O tamanho do trabalho

No armário de tachos e panelas do Sr. Joaquim já se notava a agitação dos preparativos para a grande noite de Concerto.
Durante o ano, as tampas iam treinando sozinhas com as respectivas panelas. De vez em quando, trocavam só para testar a afinação. Contudo, na maioria do tempo a cada testo seu tacho.
Eram treinos difíceis porque naquela noite apenas um iria ser selecionado pela grande Mestra, a panela de pressão, para tocar com a colher de pau.
-Mestra, este ano serei a selecionada, não é? – Questionava a tampa da panela de sopa.
- Sou a maior e faço mais som! – Reafirmava.
A Mestra, calada no seu canto, não respondia.
-Grande e sábia mestra! És a mais inteligente, a mais forte, a mais brilhante e resistente deste armário. Sabes que podes sempre contar comigo para o que precisares. Não sabes? – Afirmava, melosamente o testo da panela média.
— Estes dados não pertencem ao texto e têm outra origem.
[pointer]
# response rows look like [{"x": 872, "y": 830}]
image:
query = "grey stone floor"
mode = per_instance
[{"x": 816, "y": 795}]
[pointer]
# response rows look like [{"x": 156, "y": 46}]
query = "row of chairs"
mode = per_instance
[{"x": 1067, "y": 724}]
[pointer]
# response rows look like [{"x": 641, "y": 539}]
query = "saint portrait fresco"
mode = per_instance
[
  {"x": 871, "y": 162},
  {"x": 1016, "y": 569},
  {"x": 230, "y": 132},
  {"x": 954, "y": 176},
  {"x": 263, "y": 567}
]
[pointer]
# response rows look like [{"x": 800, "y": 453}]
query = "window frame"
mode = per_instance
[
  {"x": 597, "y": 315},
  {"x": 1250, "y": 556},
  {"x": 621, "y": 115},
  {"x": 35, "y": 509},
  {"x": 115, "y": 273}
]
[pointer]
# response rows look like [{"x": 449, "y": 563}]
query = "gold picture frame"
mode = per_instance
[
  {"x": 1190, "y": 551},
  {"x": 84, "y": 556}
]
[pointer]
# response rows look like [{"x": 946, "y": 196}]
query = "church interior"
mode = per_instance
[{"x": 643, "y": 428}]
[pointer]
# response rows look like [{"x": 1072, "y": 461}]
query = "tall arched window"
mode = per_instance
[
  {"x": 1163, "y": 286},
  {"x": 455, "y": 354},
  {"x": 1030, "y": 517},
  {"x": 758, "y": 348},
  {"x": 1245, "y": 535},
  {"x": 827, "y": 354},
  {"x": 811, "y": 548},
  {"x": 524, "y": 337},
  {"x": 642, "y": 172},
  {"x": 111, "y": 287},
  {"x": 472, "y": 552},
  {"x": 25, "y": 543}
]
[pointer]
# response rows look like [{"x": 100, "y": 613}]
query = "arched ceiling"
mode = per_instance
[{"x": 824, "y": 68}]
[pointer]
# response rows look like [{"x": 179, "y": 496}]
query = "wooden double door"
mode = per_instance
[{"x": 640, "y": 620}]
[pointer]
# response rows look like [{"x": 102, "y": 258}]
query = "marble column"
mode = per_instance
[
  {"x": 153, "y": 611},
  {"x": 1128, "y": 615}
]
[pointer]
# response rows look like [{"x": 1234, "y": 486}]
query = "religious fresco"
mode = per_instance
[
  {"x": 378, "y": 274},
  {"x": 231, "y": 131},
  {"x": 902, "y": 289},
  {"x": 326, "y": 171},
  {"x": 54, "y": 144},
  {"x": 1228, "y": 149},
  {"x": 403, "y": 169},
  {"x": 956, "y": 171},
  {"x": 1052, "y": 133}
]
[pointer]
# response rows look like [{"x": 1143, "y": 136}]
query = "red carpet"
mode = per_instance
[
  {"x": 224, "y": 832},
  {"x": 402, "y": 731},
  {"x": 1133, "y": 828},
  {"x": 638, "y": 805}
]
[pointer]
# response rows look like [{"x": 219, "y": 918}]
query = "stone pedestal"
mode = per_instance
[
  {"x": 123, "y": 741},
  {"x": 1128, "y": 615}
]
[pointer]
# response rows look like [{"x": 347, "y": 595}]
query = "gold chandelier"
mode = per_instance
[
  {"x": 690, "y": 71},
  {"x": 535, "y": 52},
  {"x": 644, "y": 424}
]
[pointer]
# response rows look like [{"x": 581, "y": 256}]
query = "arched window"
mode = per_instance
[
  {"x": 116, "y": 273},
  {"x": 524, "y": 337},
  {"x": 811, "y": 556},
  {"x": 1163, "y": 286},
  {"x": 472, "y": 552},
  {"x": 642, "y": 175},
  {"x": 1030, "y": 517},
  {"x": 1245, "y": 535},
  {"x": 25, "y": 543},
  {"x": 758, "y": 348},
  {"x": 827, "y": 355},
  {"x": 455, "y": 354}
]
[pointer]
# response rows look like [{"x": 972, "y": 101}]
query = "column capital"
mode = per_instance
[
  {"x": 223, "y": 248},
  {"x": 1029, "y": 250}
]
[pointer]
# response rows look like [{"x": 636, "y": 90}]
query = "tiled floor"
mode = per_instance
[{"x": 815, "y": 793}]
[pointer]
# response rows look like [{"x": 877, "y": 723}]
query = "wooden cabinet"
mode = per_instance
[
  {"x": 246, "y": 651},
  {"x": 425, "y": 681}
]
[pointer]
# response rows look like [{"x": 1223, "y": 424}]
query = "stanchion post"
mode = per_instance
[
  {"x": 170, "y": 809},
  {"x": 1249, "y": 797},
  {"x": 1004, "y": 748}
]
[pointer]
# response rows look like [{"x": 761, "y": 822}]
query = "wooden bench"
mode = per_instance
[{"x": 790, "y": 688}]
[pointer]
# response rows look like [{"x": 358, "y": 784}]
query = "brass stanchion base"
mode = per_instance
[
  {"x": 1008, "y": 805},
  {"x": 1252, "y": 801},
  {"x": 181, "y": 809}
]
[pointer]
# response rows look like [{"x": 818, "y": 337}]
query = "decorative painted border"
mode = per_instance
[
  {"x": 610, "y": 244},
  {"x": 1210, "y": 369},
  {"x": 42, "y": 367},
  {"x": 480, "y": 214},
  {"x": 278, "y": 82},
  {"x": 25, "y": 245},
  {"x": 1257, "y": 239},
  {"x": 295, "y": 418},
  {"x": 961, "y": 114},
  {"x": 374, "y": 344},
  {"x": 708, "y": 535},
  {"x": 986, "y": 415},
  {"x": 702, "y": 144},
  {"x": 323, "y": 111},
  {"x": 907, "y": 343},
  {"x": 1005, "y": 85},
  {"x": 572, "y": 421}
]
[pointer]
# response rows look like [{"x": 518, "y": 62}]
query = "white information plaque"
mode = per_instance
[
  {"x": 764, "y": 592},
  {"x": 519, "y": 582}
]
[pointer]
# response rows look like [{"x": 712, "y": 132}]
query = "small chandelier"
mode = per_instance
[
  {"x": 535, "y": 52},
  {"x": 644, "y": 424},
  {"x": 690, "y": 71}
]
No canto oposto do armário, dormitava a tampa do tacho pequeno, demasiado utilizada pelo Sr. Joaquim porque vivia sozinho e por isso muito cansada e amolgada pelo uso.
-Não dizes nada? – Perguntou-lhe a panela de pressão.
A tampa do tacho pequeno, abriu os olhos com muito custo e disse:
-Escolham aquela que entenderem. Eu sou muito pequena e ando cansada mas se for preciso vou – Respondeu.
-Ah! Quase que não se vai ouvir o teu som! És demasiado pequena. Eu fui criada para isto. Toda a gente me notará – Alertava a tampa da panela de sopa.
-Tu, não tens nada com isso! Só a Mestra tem sapiência para decidir! – Referia o testo da panela média.
A panela de pressão respirou fundo e calou-se.
Os dias foram-se passando. Na manhã da grande noite era comunicada a grande decisão. Todas as tampas das panelas aguardavam, excepto a do tacho pequeno que estava no lava-louça à espera de ser limpa.
-Então nobre Mestra? Já tomaste a tua decisão? – Perguntou o testo da panela média.
-E há alguma dúvida que serei eu? – Afirmava confiante a tampa da panela de sopa.
-A decisão não pode ser transmitida sem que estejam todos presentes! – Referiu a Mestra.
-Porquê? Algum dia a tampa da panela pequena irá ser usada para algo tão grandioso como o Concerto? Ninguém a ouvirá! – Queixava-se a da panela de sopa, muito indignada.
-Vamos aguardar, sff! – Pediu a Mestra.
O Sr. Joaquim, lá se levantou. Tomou o seu leite com a sua torrada e depois lavou a louça. Nesse dia não almoçava em casa. Ia a casa de um dos seus filhos.
Deixou a louça a escorrer enquanto se preparava para sair. Antes de vestir o casaco foi a cozinha e arrumou tudo nos armários.
No armário dos tachos, a agitação voltou:
-Mestre dê-nos a vossa sempre sábia decisão!
-Caros amigos! Foi uma decisão muito difícil!
-Porquê? – Questionavam em coro as tampas maiores.
-Porque tenho que dar que fazer a alguém que se farta de trabalhar o ano inteiro e merecia descansar! Escolho a tampa da panela pequena!
-Ela é tão reduzida! – Afirmava tampa da panela de sopa.
-Se o trabalho é dado aos pequenos porque é que o mérito seria dado aos maiores?
As outras duas tampas calaram-se.
A noite do Concerto chegou. As dozes badaladas soaram no velho relógio da sala e na janela a tampa da panela pequena tocou, tocou com todas as suas forças. O seu som destacava-se por entre as dos outros vizinhos, não pela intensidade mas pelo toque certo na altura certa. Típico de quem aprendeu com o trabalho diário.